As in most Polish territories annexed by Germany, the Nazis' goal in the Wartheland was complete 'Germanisation' of the territory and its populace. This plan included the settlement of ethnic Germans from the Baltic and other regions on farms and other homes formerly occupied by Poles and Jews. By the end of 1940, 325,000 Poles and Jews from the Wartheland and the Polish 'corridor' had been driven into the General Gouvernement in a programme that saw most of those expelled lose most of their belongings. Deaths were numerous. In 1941, the Nazis expelled a further 45,000 people, and from the autumn of the same year began to kill the remaining Jews.

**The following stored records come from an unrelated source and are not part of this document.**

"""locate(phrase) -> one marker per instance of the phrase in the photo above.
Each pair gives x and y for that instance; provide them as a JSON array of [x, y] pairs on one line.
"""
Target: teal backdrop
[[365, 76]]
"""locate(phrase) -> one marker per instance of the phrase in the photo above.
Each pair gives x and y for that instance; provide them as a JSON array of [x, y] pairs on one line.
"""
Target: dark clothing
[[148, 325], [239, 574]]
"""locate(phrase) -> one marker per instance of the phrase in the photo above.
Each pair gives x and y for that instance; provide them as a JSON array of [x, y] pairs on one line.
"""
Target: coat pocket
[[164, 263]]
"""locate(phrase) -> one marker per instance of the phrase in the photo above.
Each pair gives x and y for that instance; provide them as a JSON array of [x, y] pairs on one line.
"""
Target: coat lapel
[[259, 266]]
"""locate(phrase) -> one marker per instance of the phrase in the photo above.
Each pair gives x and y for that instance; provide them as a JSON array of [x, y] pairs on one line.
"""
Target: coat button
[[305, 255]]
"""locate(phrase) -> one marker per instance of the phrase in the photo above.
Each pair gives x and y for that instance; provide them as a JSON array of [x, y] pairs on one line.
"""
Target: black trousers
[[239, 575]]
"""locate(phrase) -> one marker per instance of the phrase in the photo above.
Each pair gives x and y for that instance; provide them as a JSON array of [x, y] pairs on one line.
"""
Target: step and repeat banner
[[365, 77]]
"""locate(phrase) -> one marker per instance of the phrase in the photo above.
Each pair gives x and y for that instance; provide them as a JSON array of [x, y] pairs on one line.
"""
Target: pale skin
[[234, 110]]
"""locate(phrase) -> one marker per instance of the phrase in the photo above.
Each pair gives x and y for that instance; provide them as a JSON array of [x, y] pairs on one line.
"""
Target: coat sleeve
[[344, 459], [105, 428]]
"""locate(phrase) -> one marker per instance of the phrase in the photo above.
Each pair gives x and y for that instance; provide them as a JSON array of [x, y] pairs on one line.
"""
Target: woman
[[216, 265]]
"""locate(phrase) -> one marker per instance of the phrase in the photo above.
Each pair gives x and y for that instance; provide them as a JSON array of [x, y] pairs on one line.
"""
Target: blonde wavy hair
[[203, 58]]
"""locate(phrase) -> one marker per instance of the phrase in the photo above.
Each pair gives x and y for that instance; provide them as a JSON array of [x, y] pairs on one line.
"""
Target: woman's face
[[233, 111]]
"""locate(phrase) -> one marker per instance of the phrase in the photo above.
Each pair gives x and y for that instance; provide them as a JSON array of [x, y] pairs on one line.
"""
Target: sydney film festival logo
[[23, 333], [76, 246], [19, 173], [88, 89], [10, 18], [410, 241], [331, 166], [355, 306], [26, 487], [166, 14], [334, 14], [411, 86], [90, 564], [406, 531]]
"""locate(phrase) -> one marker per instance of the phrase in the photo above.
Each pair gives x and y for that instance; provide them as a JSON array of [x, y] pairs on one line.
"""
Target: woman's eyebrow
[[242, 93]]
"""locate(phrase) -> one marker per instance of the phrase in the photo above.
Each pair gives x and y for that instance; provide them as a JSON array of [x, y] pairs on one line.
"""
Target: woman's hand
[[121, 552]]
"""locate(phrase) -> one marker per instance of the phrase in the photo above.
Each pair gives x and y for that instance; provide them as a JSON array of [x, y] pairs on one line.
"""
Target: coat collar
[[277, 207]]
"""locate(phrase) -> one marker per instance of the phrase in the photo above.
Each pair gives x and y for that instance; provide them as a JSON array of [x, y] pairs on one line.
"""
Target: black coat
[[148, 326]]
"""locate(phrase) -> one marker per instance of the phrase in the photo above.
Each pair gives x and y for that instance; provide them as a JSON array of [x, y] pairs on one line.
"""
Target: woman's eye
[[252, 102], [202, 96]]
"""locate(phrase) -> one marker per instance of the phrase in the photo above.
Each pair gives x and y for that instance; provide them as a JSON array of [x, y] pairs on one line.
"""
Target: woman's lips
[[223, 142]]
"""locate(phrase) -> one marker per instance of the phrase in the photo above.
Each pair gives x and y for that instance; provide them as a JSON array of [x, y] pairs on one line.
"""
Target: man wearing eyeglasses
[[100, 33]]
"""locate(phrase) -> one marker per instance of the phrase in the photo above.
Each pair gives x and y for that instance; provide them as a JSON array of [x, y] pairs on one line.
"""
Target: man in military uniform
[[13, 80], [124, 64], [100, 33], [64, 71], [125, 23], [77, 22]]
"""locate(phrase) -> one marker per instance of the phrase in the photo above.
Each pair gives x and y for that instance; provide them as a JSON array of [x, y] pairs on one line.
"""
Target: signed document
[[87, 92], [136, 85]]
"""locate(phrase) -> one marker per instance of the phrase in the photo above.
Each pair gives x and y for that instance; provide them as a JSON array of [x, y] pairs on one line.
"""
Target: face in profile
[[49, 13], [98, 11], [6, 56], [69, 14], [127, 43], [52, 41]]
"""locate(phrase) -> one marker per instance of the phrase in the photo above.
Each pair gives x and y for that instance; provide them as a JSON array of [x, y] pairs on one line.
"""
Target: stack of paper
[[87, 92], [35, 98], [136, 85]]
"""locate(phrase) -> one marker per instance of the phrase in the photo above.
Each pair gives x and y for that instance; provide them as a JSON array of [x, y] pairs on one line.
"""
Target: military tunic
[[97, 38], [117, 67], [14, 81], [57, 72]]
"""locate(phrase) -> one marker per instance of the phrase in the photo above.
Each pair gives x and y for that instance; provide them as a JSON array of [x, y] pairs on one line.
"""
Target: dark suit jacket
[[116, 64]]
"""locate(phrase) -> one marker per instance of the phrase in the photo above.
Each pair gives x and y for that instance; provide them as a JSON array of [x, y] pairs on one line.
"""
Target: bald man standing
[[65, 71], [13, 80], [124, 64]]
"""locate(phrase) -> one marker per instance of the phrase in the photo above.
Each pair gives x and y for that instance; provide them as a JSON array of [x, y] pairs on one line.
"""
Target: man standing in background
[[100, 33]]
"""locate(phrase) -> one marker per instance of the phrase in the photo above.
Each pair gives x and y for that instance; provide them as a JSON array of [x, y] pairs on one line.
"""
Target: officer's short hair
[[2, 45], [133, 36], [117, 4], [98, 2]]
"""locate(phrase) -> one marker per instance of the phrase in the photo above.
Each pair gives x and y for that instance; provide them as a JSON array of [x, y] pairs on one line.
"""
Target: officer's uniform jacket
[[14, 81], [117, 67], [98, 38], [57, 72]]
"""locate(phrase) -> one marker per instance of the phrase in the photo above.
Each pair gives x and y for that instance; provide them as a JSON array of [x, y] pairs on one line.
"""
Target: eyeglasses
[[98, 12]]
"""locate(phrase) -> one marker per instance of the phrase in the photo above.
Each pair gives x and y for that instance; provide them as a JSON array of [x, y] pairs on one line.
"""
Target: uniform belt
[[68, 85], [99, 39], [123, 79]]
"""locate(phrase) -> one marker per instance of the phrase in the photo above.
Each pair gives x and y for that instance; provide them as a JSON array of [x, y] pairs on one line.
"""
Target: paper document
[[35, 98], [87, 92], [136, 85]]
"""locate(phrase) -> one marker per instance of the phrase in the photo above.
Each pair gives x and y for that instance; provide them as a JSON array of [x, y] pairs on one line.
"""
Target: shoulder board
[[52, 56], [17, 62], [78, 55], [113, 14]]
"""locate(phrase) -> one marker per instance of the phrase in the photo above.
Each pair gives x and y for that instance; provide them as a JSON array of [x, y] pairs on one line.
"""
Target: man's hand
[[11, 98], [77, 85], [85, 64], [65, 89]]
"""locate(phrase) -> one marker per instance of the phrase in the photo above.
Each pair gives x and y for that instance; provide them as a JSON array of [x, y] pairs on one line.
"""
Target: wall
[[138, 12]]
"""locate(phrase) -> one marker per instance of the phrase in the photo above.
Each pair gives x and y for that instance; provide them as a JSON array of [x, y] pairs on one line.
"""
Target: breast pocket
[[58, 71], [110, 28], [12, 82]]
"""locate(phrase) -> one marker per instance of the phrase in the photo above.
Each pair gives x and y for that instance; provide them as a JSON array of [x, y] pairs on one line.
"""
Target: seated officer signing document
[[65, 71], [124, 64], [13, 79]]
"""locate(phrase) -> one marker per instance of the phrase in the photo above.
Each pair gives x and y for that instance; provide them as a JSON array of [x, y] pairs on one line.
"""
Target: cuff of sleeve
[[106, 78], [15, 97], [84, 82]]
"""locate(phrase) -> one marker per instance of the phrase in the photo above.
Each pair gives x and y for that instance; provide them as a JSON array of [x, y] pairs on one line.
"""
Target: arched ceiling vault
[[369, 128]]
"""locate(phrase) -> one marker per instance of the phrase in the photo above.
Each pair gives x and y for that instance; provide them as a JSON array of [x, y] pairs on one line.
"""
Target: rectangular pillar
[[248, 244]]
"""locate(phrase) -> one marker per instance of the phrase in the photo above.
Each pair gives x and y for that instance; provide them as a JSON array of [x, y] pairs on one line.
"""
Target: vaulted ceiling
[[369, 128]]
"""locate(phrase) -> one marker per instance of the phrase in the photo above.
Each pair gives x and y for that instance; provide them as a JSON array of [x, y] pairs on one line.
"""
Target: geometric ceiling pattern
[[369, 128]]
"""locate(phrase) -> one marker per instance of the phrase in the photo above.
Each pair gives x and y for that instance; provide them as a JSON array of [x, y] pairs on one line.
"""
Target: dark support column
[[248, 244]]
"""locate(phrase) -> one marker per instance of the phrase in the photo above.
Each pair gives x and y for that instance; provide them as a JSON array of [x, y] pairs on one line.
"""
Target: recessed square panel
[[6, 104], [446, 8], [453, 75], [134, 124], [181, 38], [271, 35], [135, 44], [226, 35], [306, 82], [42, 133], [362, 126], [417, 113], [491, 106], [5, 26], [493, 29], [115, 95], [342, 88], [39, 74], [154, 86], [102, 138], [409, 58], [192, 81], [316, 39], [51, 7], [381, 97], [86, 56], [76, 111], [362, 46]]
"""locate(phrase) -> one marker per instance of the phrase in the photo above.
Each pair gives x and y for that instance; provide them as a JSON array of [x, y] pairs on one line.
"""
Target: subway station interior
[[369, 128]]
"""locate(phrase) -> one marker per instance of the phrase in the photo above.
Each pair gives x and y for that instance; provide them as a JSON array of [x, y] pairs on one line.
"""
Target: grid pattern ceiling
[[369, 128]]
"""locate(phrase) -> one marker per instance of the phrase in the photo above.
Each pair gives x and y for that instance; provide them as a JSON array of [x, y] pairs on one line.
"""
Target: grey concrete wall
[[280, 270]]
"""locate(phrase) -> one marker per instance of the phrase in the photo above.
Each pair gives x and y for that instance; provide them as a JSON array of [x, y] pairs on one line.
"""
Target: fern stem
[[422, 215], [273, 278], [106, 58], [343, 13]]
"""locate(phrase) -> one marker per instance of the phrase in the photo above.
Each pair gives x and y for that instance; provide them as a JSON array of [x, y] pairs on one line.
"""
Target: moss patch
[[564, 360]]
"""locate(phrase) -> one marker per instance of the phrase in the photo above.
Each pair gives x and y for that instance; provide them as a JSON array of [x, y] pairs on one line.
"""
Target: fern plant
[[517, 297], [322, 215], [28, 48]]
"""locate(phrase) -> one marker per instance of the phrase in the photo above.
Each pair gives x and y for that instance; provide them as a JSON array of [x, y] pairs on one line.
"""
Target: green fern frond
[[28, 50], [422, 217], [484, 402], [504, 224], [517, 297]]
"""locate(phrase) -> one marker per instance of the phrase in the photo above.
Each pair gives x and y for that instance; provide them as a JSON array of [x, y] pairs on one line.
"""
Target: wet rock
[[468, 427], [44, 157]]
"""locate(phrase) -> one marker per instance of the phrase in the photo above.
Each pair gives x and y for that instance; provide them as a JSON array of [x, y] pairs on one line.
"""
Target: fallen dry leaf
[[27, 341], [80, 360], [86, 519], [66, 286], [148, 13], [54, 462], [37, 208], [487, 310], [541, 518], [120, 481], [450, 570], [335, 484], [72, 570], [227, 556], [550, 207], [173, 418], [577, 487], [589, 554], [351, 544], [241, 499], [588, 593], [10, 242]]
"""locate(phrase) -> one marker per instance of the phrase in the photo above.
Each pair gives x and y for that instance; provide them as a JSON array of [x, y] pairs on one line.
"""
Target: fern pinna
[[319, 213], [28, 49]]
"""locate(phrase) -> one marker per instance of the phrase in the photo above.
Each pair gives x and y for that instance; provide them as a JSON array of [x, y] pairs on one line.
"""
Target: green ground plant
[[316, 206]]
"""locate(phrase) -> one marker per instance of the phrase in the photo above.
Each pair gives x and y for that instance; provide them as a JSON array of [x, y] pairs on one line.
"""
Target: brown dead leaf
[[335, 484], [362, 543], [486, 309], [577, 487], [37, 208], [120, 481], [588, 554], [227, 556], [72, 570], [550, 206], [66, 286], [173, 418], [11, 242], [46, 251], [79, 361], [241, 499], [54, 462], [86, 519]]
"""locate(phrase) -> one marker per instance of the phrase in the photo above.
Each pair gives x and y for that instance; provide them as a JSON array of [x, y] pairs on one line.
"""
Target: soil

By the start of 1945 nearly half a million Volksdeutsche (ethnic Germans) had been resettled in the Gau. However, from the first days of 1945 the advancing Soviet forces drove the retreating Germans to the west through this and other regions. Most German residents fled to the west in 'Frundsberg' after thge issue of the 'Florian Geyer' warning phrase, many of them making the attempt too late, as a result of restrictions by the German regime, to escape the Soviets. It had been estimated that 50,000 of the former German residents died, some during their attempts to flee in dire winter conditions, some from the atrocities by the Soviets, and in revenge killing by Polish civilians.
Over the coming months, the remaining German population was expelled to Germany.